= Albert Hakim =

Iranian businessman

Albert A. Hakim (July 16, 1936 - April 25, 2003) was an Iranian-American businessman and a figure in the Iran-Contra affair.

Born into an Iranian Jewish family, Hakim attended California Polytechnic Institute for three years, beginning in 1955. Back in Iran, he established an export business specializing in advanced technologies, and in avoiding export restrictions related to them. He became persona non grata in Iran after the Islamic Revolution.
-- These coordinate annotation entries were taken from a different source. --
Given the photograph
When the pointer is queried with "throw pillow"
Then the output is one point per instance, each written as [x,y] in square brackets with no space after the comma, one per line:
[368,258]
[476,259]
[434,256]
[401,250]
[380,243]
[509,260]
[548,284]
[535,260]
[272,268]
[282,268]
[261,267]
Hakim was credited with negotiating a nine-point plan known as the "Hakim Accords", in which he negotiated the release of David P. Jacobsen, an American hostage held by the Islamic Republic of Iran from the Iran Hostage Crisis. Democratic Representative Ed Jenkins called the plan the "Hakim Accords". Later, during Hakim's trial for his role in the Iran-Contra affair, Jacobsen wrote a letter in Hakim's defense in which he stated: "I would be in my fifth year of captivity had it not been for his [Hakim's] extraordinary efforts in negotiating with the Iranian representatives. Other American negotiators had given up, but Mr. Hakim continued."

Hakim moved to California in the early 1980s, and in 1983 established Stanford Technology Trading Group International (STTGI) with retired Air Force Major General Richard Secord. STTGI subsequently became involved in illegal covert operations to supply the Nicaraguan contras, as part of the Iran-Contra affair. For his part in the matter, Hakim was charged with five felonies, which were dismissed, and subsequently pleaded guilty in a plea bargain to a misdemeanor, and was sentenced to probation and a fine of $5000.

Hakim died of a brain aneurysm in 2003, aged 66, Inchon, South Korea, where he had moved to be near his wife's family.